There seems to be little, if any ill will — Thompkins says he makes an effort to check in with the currently incarcerated Frosty’s loved ones to make sure they’re doing OK, and sounds as if he’s tired of the drawn-out feud with a former friend. And then there’s the lingering threat of neighborhood violence: Thompkins and Khule both lament that the former can’t walk his daughter down the street in front of the house, van, studio.
And yet that lilt never leaves the voice. For someone who has been dogged by police officers and witnessed so much carnage in his life — his dad was shot six months ago! — Thompkins is an unwavering, almost perplexing optimist.
He says he hopes to establish an empire-like label full of young talent — that is, after the superstar career of his own which feels, when he describes it, as if it were preordained.
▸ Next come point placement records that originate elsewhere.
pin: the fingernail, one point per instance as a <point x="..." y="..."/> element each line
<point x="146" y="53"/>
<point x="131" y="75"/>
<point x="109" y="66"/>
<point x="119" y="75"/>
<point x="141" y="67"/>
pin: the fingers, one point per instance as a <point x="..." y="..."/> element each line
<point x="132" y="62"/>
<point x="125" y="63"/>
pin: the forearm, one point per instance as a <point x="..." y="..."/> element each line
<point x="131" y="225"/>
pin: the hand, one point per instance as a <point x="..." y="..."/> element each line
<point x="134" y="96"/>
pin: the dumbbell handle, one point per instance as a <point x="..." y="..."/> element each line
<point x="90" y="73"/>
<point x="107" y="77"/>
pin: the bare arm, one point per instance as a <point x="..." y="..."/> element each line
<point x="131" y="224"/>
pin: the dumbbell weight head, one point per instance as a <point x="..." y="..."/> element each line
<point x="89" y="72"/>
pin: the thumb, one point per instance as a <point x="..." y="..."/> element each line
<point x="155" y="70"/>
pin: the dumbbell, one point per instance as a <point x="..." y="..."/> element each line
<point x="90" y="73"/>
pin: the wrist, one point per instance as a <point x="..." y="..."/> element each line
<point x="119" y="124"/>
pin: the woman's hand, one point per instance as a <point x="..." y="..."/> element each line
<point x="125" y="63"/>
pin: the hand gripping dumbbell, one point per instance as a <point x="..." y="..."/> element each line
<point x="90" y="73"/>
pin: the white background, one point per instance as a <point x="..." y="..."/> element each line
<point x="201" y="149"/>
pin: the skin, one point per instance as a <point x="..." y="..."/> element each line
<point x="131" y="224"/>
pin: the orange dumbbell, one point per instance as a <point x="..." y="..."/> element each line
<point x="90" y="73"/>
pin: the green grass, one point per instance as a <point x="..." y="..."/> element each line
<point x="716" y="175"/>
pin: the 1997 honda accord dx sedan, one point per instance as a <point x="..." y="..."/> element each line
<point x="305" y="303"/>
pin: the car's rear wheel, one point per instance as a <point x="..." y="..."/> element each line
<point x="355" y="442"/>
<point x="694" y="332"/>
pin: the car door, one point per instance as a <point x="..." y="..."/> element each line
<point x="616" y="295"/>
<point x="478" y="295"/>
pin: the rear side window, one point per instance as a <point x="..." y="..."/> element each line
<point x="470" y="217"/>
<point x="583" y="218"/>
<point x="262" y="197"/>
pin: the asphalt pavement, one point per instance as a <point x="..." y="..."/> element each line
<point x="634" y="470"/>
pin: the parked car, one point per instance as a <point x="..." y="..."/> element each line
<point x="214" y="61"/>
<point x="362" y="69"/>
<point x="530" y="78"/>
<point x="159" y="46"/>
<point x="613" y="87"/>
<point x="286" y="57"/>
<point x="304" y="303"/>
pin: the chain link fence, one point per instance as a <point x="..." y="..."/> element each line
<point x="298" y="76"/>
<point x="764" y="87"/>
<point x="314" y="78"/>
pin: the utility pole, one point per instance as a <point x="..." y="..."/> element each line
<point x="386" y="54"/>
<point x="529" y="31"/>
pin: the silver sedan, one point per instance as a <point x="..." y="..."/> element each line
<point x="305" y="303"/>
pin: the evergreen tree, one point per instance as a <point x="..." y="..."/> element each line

The only time Thompkins is unconvincing is when he says that he hopes to say what he has to say in his first few albums before bowing out of the vocal booth for good.
Khule smirks, then rattles off a list of accomplishments, the way fathers do: he says a prepubescent Thompkins was the youngest person to ever rap onstage at the now-defunct hip-hop festival Paid Dues, an unverifiable but admittedly impressive honor.
“He would squeeze his way into cyphers,” Khule says. “I would be like, ‘You sure? These are legendary-type dudes.’” But Thompkins was sure, then as he is now.